Hubo un estruendo en la cámara. Los miembros gritaban: «¡Este asunto está ya cerrado!» y «¡Los plebeyos no son enemigos!». Pero otros se sentían animados por las palabras de Cneo, incluyendo entre ellos a Apio Claudio, que se puso en pie y gritó: -¡Aclamad a Coriolano, el hombre que se atreve a decir la verdad!
Cneo levantó las manos.
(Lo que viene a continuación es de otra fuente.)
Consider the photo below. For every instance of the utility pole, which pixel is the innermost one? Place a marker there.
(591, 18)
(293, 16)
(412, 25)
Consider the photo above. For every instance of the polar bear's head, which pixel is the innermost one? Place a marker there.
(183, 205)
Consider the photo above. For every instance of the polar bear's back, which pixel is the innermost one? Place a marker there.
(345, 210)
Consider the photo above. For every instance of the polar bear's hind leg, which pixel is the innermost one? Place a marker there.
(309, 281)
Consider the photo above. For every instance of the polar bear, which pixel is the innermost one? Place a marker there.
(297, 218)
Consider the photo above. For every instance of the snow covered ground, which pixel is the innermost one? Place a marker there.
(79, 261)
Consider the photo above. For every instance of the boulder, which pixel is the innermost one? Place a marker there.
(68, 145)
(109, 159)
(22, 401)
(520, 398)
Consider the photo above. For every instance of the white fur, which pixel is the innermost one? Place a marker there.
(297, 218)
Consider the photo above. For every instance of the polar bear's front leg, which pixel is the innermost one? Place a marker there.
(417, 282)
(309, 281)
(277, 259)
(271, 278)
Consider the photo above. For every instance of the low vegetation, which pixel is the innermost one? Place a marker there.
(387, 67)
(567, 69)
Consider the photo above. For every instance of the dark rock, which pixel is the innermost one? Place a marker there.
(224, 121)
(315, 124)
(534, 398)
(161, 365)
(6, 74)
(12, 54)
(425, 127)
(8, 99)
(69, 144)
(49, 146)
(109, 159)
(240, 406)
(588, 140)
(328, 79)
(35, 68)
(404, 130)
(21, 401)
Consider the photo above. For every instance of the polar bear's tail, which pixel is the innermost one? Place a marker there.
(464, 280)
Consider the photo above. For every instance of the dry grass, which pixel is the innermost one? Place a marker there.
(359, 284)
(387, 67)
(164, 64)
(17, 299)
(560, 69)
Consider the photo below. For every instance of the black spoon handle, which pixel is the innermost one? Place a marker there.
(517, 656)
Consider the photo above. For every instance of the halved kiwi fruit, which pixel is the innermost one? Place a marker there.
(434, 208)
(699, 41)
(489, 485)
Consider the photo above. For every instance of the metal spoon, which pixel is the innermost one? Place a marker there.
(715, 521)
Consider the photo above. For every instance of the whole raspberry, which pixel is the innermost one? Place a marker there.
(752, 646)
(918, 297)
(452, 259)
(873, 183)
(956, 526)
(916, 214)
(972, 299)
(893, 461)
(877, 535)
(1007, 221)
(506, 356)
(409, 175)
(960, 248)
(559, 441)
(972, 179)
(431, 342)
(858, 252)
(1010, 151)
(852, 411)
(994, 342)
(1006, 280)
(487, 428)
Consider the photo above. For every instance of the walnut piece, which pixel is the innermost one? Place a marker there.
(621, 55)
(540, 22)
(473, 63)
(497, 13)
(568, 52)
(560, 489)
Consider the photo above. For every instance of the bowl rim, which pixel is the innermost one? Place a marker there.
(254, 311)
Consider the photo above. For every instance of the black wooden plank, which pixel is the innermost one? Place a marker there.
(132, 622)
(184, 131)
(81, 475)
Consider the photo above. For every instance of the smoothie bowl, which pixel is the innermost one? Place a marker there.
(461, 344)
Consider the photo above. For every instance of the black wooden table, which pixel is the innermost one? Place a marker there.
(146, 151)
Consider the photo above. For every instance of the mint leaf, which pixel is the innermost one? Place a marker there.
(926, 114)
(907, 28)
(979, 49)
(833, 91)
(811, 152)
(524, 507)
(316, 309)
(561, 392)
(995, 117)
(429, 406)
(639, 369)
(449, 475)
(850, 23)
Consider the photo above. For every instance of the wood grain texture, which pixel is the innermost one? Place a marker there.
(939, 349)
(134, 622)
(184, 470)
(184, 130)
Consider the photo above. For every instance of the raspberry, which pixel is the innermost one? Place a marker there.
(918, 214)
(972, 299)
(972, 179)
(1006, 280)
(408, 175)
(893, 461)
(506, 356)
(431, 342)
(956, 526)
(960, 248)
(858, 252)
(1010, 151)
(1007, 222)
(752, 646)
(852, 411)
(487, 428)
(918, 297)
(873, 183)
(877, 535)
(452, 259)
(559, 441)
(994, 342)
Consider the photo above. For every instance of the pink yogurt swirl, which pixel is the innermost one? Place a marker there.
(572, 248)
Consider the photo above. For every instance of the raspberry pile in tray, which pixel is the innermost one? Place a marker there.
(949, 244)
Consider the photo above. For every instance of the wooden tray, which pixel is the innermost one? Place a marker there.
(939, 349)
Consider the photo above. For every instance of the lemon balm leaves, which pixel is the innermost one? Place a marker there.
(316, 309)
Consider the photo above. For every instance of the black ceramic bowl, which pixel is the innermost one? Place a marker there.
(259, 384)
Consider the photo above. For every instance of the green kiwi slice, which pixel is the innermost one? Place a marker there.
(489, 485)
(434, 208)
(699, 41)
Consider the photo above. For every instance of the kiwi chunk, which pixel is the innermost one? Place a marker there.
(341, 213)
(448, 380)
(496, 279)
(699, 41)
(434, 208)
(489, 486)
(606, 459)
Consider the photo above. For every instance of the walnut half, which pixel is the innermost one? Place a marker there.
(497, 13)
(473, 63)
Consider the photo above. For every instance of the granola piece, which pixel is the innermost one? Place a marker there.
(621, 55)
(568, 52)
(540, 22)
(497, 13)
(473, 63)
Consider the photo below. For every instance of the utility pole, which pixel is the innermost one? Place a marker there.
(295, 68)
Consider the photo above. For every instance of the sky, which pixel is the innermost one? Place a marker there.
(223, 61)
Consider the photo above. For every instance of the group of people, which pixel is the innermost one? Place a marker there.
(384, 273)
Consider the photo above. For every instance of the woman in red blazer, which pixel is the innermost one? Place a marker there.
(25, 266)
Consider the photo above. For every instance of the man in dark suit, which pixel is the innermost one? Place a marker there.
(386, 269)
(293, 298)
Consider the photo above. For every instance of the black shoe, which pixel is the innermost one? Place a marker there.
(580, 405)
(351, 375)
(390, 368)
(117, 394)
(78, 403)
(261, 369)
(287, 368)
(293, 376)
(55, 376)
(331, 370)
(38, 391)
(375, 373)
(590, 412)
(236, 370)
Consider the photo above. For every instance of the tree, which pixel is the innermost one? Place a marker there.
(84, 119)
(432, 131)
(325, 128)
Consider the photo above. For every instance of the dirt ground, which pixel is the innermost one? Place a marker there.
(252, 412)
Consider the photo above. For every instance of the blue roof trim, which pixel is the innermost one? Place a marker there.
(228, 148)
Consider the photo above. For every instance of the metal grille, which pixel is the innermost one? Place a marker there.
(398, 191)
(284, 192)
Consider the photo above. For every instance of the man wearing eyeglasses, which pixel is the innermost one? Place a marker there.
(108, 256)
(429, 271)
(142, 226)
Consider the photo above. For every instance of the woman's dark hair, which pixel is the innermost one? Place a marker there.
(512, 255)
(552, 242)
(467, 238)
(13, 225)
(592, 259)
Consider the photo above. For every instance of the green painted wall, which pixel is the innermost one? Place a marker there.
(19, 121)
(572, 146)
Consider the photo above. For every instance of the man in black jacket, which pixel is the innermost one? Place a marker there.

Cuando la algarada disminuyó, un senador gritó: -¿Qué es lo que nos propones exactamente, Cneo Marcio? – ¿Qué te parece? Propongo la abolición de los tribunos. – ¡Esta propuesta es ilegal! – gritó un senador-. ¡Retírala enseguida! – ¡No lo haré! Respaldo mis palabras y os pido, colegas, que las respaldéis también. ¡Se cometió un grave error y debe ser rectificado, por el bien de Roma!
Si Cneo esperaba sacar adelante una propuesta formal y pedir el voto, fracasó. Los senadores de la cámara se pusieron en pie y exigieron en voz alta reconocimiento. Los gritos desembocaron en insultos, y después en empellones. En pleno caos, Cneo, que estaba acostumbrado a la disciplina del ejército y a sus claras normas de autoridad, alzó los brazos asqueado y salió de la cámara dando grandes zancadas.
Tito lo atrapó mientras descendía la escalinata del Senado. – ¿Adónde vas, Cneo?
–A cualquier parte con tal de escapar del tumulto. El Senado es tal y como me lo esperaba: todo reyes y ninguna corona. No entiendo cómo consiguen hacer algo. Aunque no te lo creas, justo esta mañana Cominio estaba diciéndome que debería plantearme presentarme a cónsul. Pero ¿me ves tú buscando los favores de esa tropa y, además, de la chusma? ¡Me parece que no!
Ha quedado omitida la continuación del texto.